Prof. Dr. Ömer Aslan ilə Reportaj

1. Bir Quran müəllimi olaraq Quran dedikdə ilk öncə nə düşünürsünüz, ağlınıza nələr gəlir?

  Kur’an muallimi denilince akla bir şey değil, pek çok şey gelir. Bir kere böyle bir durumda ortada iki tane çok değerli varlık söz konusudur. Bunlardan biri Yüce Yaratıcı’nın kelamı ve İslam’ın temel kaynağı “Kur’an”, diğeri de böyle yüce bir kitabı öğretme makamı olan “muallimlik”. Bu arada, Kur’an muallimi derken, Kur’an’ın ilk mualliminin Hz. Peygamber (sav) olduğunu da hatırlatmak gerekmektedir. Bu yönüyle Kur’an muallimliğinin dinimiz açısından ne kadar şerefli ve yüce bir meslek olduğu hususunda çok fazla bir şey söylemeye gerek yok. Nitekim sevgili Peygamberimiz (sav) bu hususta şöyle söylemiştir: “Sizin en hayırlınız Kur’an’ı öğrenen ve onu insanlara öğretendir.” Dolayısıyla insan hayatının en önemli hsuslarından biri, Kur’an öğrenmek ve öğretmektir.

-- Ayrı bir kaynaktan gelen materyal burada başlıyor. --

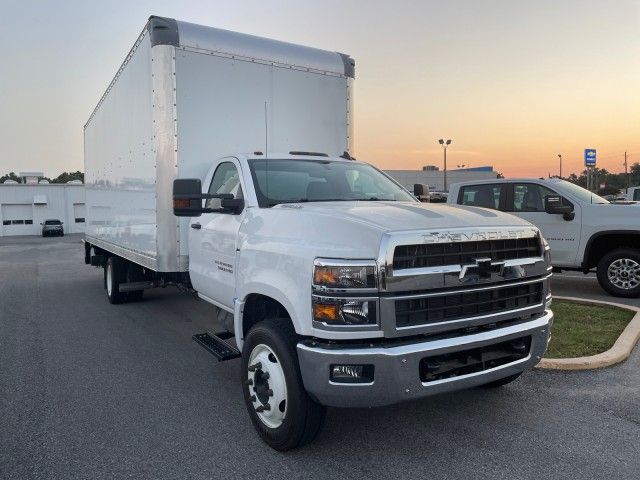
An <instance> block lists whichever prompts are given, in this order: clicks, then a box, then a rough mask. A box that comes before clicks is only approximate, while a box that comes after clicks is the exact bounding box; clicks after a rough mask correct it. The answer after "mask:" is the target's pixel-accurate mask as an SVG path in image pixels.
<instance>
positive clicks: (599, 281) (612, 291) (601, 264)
mask: <svg viewBox="0 0 640 480" xmlns="http://www.w3.org/2000/svg"><path fill="white" fill-rule="evenodd" d="M596 273H597V275H598V282H599V283H600V286H601V287H602V288H603V289H605V290H606V291H607V292H609V293H610V294H611V295H613V296H615V297H638V296H640V252H639V251H638V250H633V249H631V248H620V249H618V250H614V251H612V252H610V253H607V254H606V255H605V256H604V257H602V259H601V260H600V262H599V263H598V268H597V271H596Z"/></svg>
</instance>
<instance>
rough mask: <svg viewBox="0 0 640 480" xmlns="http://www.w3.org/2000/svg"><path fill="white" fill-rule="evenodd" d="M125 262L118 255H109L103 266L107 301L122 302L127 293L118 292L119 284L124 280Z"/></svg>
mask: <svg viewBox="0 0 640 480" xmlns="http://www.w3.org/2000/svg"><path fill="white" fill-rule="evenodd" d="M126 274H127V264H126V261H125V260H123V259H122V258H119V257H109V259H108V260H107V265H106V266H105V285H106V289H107V298H108V299H109V303H113V304H117V303H124V302H126V301H127V300H128V297H127V294H126V293H122V292H120V284H121V283H124V282H125V281H126Z"/></svg>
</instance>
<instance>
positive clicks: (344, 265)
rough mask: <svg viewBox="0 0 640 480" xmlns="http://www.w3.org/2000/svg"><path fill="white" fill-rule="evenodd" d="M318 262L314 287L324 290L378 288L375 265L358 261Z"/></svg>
mask: <svg viewBox="0 0 640 480" xmlns="http://www.w3.org/2000/svg"><path fill="white" fill-rule="evenodd" d="M326 262H327V263H325V261H323V260H316V262H315V266H314V270H313V286H314V287H320V288H324V289H345V288H376V285H377V282H376V266H375V263H373V262H372V263H368V264H367V263H366V262H360V263H358V262H357V261H340V260H335V261H334V262H335V263H334V264H330V263H329V262H331V260H328V261H326Z"/></svg>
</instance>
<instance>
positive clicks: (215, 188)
mask: <svg viewBox="0 0 640 480" xmlns="http://www.w3.org/2000/svg"><path fill="white" fill-rule="evenodd" d="M209 193H211V194H216V193H230V194H232V195H233V197H234V198H244V197H243V196H242V186H241V185H240V174H239V172H238V169H237V168H236V166H235V165H234V164H233V163H231V162H223V163H221V164H220V165H218V168H216V171H215V173H214V174H213V178H212V179H211V185H209ZM205 207H206V208H214V209H218V208H220V199H219V198H208V199H207V201H206V203H205Z"/></svg>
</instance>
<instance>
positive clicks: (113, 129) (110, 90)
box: [84, 33, 157, 268]
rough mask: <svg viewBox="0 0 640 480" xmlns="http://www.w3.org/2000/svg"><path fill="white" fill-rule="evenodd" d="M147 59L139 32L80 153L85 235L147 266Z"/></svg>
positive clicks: (150, 131)
mask: <svg viewBox="0 0 640 480" xmlns="http://www.w3.org/2000/svg"><path fill="white" fill-rule="evenodd" d="M151 63H152V62H151V45H150V42H149V39H148V36H147V35H146V34H144V33H143V35H142V37H141V38H140V39H139V41H138V43H137V46H136V47H135V48H134V50H132V52H131V54H130V56H129V57H128V59H127V61H126V62H125V64H124V65H123V67H122V69H121V70H120V71H119V72H118V74H117V76H116V79H115V81H114V82H113V83H112V85H111V86H110V88H109V90H108V91H107V93H106V94H105V96H104V97H103V99H102V101H101V103H100V104H99V106H98V107H97V108H96V110H95V112H94V113H93V116H92V117H91V119H90V120H89V122H88V123H87V125H86V126H85V133H84V149H85V152H84V154H85V155H84V157H85V172H86V174H85V183H86V215H87V218H86V234H87V236H88V237H90V238H97V239H100V240H102V241H103V242H104V244H105V245H111V244H113V245H116V246H118V247H120V248H119V251H132V252H135V253H137V254H139V255H142V256H143V257H144V258H147V259H148V261H147V262H146V263H147V264H146V266H147V267H149V268H155V266H156V265H155V263H156V261H157V248H156V160H155V152H154V146H153V125H152V121H153V95H152V90H153V86H152V76H151V71H152V66H151ZM136 258H137V257H136ZM132 259H133V258H132Z"/></svg>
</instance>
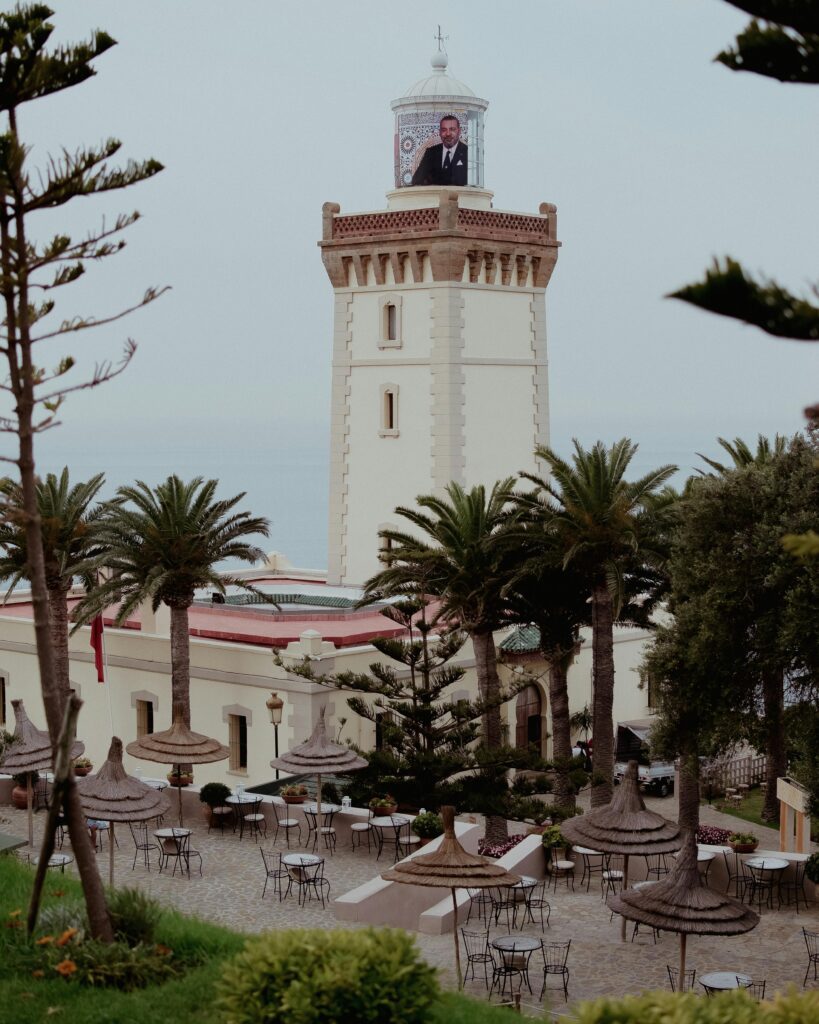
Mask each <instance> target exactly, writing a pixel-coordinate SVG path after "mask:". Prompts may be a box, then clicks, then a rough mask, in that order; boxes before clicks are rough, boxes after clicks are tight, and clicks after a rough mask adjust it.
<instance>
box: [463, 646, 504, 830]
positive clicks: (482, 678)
mask: <svg viewBox="0 0 819 1024" xmlns="http://www.w3.org/2000/svg"><path fill="white" fill-rule="evenodd" d="M470 639H471V640H472V649H473V650H474V652H475V673H476V675H477V677H478V691H479V692H480V695H481V698H482V699H483V700H490V701H494V706H493V707H492V708H488V709H487V710H486V711H485V712H484V714H483V716H482V718H481V721H482V726H483V742H484V745H485V746H486V748H487V749H488V750H490V751H497V750H499V748H501V746H502V745H503V728H502V725H501V706H500V703H499V702H498V701H499V700H500V697H501V680H500V679H499V677H498V658H497V653H495V650H494V637H493V636H492V635H491V633H472V634H470ZM499 782H500V783H503V784H504V785H506V778H505V776H502V778H501V779H499ZM485 838H486V840H487V841H488V842H490V843H502V842H503V841H504V840H506V839H509V825H508V823H507V820H506V818H505V817H503V815H499V814H490V815H487V817H486V831H485Z"/></svg>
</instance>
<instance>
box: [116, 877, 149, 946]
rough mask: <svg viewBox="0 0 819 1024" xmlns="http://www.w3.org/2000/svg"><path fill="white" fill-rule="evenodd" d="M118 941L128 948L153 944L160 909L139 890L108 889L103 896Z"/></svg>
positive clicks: (133, 889)
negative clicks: (142, 945)
mask: <svg viewBox="0 0 819 1024" xmlns="http://www.w3.org/2000/svg"><path fill="white" fill-rule="evenodd" d="M105 898H106V899H107V904H109V912H110V913H111V923H112V925H113V926H114V932H115V934H116V936H117V938H118V939H121V940H122V941H123V942H126V943H127V944H128V945H129V946H135V945H137V944H138V943H140V942H154V940H155V936H156V933H157V925H158V924H159V922H160V918H161V916H162V912H163V911H162V907H161V906H160V904H159V903H157V902H156V900H153V899H152V898H150V897H149V896H146V895H145V893H143V892H141V891H140V890H139V889H110V890H109V891H107V893H106V895H105Z"/></svg>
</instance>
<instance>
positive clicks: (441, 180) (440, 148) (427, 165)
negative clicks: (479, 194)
mask: <svg viewBox="0 0 819 1024" xmlns="http://www.w3.org/2000/svg"><path fill="white" fill-rule="evenodd" d="M468 156H469V148H468V146H467V145H465V143H464V142H459V143H458V145H457V146H456V147H455V154H454V156H452V162H451V165H450V166H449V168H448V169H447V170H444V169H443V142H440V143H438V145H431V146H430V147H429V148H428V150H427V152H426V153H425V154H424V156H423V157H422V158H421V163H420V164H419V165H418V170H417V171H416V173H415V174H414V175H413V184H414V185H465V184H466V183H467V158H468Z"/></svg>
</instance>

Kur’an öğrenmek ve öğretmek, yani Kur’an muallimliği, aynı zamanda Rasulüllah (sav)’ın bir emridir. O, “Kur’an’ı öğrenin ve öğretin, onu okuyun ve okutun” buyurarak, bu işin bir vecibe olduğunu ifade etmektedir. Kur’an muallimi bu yönüyle de, dini bir vecibeyi yerine getirmenin hazzını yaşamaktadır.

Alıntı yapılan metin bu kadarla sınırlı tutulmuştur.